Chapitre 12 : Rencontre impromptue
Son père ne lui adressa pas la parole de tout le repas, préférant converser avec ses hôtes. Kamal se sentit malgré tout en devoir de regarder le défilé de corps ondulant. Les tenues étaient encore plus provocantes qu'à l'accoutumé. Seul un sentiment de dégoût l'envahit.
À l'arrivée de la farandole de desserts, une claque fit sursauter Kamal.
— Tiens, mon fils, pour soutenir cette longue nuit.
Il lui tendit deux verres d'eau-de-vie.
— Je t'offre ma favorite pour l'occasion.
Le prince fut d'abord paralysé. Que venait de lui annoncer son père ? L'évidence lui fit l'effet d'une immersion dans une crevasse creusée dans l'épaisseur du givre ; il allait devoir mettre une femme dans sa couche. Son esprit lui intimait de fuir cette pensée, mais la raison le poussa à mettre de l'ordre dans ce chaos. Il devait une réponse au roi, aucun affront ne serait permis devant cette assemblée. Kamal était piégé.
Il attrapa le verre, salua d'un geste son père et avala entièrement son contenu. La chaleur glissant dans sa gorge lui permit de retrouver ses esprits. Saisissant le second verre, il salua cette fois la danseuse, se tourna de nouveau vers son souverain.
— Merci altesse de l'honneur qui m'est offert. Je suis votre obligé, répondit-il d'un ton neutre, le bras toujours tendu.
Il inclina la tête et but le liquide sucré qui enflamma son corps et tous ses sens. Il n'avait pas pour habitude de consommer de l'alcool et la tête lui tournait déjà.
— Elle t'attendra dans ta suite.
— J'aimerais faire mes ablutions, je...
Le roi explosa d'un rire grave suivi de peu par quelques O'rocs.
— Je ne comprendrais jamais tes manies mais soit, ce soir est ton soir, je peux bien te laisser cette petite liberté.
Aussitôt le repas terminé, Kamal abandonna la délégation occupée à caresser les corps désormais dénudés. Il avança d'un pas pressé vers la bibliothèque. Il lui fallait traverser presque tout le palais. Arrivé à la dernière intersection, il percuta une servante. Un son mat accompagna cette rencontre fortuite. Pourtant, la personne se tenait debout, ce n'était donc pas sa chute qui avait provoqué ce bruit. Ses yeux se baissèrent par automatisme. Il découvrit un ouvrage frappé du sceau royal. Son regard se posa sur la servante couverte d'une cape dont le visage était masqué par sa large capuche. Le prince se baissa, ramassa l'ouvrage et le lui tendit. Un tintement accompagna le geste de l'encapuchonnée.

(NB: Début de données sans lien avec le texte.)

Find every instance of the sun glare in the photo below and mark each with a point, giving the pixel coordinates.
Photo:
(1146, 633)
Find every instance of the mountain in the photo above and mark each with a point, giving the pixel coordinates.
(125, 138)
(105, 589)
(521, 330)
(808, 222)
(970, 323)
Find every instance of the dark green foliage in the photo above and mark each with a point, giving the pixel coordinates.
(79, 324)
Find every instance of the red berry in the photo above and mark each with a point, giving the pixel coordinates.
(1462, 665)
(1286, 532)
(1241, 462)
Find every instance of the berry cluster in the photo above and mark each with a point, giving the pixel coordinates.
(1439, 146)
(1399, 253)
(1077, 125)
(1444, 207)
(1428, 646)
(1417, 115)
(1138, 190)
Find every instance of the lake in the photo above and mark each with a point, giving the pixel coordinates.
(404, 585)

— Je vous remercie, mon Prince.
Kamal fut surpris. Il avait une excellente mémoire auditive, cette voix était celle de la favorite de son père. Que faisait-elle dans la bibliothèque ? Le roi n'avait sûrement pas autorisé l'une de ses courtisanes à accéder à ce lieu destiné aux hommes. Sa mère, de son vivant, s'était vue restreindre l'accès, alors une simple danseuse...
Observant avec plus d'attention, il vit la silhouette parcourue de tremblements. Il souffla, fit mine de passer son chemin puis s'arrêta. Il se tourna vers celle qui s'éloignait avec empressement.
— Attends.
La danseuse se raidit mais ne bougea plus. Il vint à sa hauteur.
— J'ai une proposition.
Aucune réaction.
— Suivez-moi dans mes appartements, ordonna-t-il de façon plus autoritaire qu'il n'aurait cru.